Today’s forecast high by Environment Canada of 39 C would set a new city temperature record for Aug. 10.
The average high for that date is 26.2 C, according to EC records, with the highest temperature from 1938 to 2007 being 37.6 C in 2003.
With a UV index at nine, there is also a heat warning in effect for the city of Lethbridge and the majority of southern Alberta.
Residents of, and visitors to, the warned regions are advised to take the following precautions to protect themselves, their families and their neighbours: consider rescheduling outdoor activities to cooler hours of the day; take frequent breaks from the heat; spend time indoors at cooled buildings (including malls or indoor pools); drink plenty of water and other non-alcoholic, non-caffeinated beverages to stay hydrated; and do not leave any person or pet inside a closed vehicle, for any length of time.
EC and Alberta Health Services also suggest to monitor for symptoms of heat stroke or heat exhaustion, such as high body temperature, lack of sweat, confusion, fainting and unconsciousness. Particular vigilance is urged for vulnerable individuals, including children, seniors, individuals with pre-existing lung, heart, kidney, nervous system, mental health or diabetic conditions, outdoor workers, as well as those who are socially isolated.
For more heat health advice, including for vulnerable individuals, visit https://www.albertahealthservices.ca/news/heat.aspx.
The Alberta Government also sent out a heat warning release on Thursday, saying employers and workers need to take special precautions to stay safe when working in the heat.

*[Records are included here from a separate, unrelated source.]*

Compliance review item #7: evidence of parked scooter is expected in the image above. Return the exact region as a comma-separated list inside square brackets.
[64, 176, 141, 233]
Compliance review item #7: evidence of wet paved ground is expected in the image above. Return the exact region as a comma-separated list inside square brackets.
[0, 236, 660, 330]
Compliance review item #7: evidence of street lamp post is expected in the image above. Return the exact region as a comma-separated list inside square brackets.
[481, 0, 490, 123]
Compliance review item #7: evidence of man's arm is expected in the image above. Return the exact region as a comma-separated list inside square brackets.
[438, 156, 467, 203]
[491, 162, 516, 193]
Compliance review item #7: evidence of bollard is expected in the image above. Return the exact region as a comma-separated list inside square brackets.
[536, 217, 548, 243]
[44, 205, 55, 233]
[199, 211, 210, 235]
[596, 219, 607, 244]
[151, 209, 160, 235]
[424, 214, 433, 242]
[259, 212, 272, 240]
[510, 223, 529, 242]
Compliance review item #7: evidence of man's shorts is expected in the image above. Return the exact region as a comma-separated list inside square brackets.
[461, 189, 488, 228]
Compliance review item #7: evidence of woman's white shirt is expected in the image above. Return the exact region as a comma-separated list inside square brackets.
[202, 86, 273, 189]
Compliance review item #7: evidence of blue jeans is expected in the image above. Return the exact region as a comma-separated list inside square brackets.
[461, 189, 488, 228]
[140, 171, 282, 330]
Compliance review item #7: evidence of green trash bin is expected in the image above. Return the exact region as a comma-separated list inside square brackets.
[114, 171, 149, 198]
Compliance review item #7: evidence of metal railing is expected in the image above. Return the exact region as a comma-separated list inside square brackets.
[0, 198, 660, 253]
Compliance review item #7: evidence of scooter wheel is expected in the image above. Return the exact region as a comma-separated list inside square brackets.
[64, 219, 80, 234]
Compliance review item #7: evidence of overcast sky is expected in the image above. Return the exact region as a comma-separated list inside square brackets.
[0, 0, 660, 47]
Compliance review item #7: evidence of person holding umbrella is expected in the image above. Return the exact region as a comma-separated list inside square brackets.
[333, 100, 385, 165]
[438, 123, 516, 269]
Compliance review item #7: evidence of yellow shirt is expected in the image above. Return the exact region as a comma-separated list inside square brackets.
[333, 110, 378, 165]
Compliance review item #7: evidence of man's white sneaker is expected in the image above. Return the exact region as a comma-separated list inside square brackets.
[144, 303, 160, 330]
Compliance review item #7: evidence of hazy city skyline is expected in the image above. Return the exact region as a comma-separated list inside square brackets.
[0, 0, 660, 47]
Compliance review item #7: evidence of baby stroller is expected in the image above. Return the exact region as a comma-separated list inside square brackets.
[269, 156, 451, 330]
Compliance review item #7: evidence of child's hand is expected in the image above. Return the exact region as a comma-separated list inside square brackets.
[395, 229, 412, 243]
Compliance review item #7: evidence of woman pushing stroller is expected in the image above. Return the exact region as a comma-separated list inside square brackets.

“Heat warnings are active in many parts of the province,” said Christina Gray, minister of labour, in the release.
“Albertans working outside, or indoors where there is no air conditioning, should take precautions against the heat. Employers also have a responsibility to provide a safe work environment and should be familiar with prevention strategies. Together, we can make sure everyone makes it home safe.”
The Occupational Health and Safety Act requires employers to take all reasonable steps to protect the health, safety and welfare of their workers. Employers can: provide sufficient cool drinking water; create a cooling station where workers can rest; reduce physical activity, for example, through extra breaks; acclimatize workers by gradually increasing outdoor work; and try to direct work to a cooler, shaded area, or schedule physically demanding jobs for cooler times of the day.
Parts of the province are also experiencing poor air quality due to wildfire smoke. Workers can call Occupational Health and Safety at 1-866-415-8690 if they feel their workplace is unhealthy or unsafe due to hot weather or smoky conditions.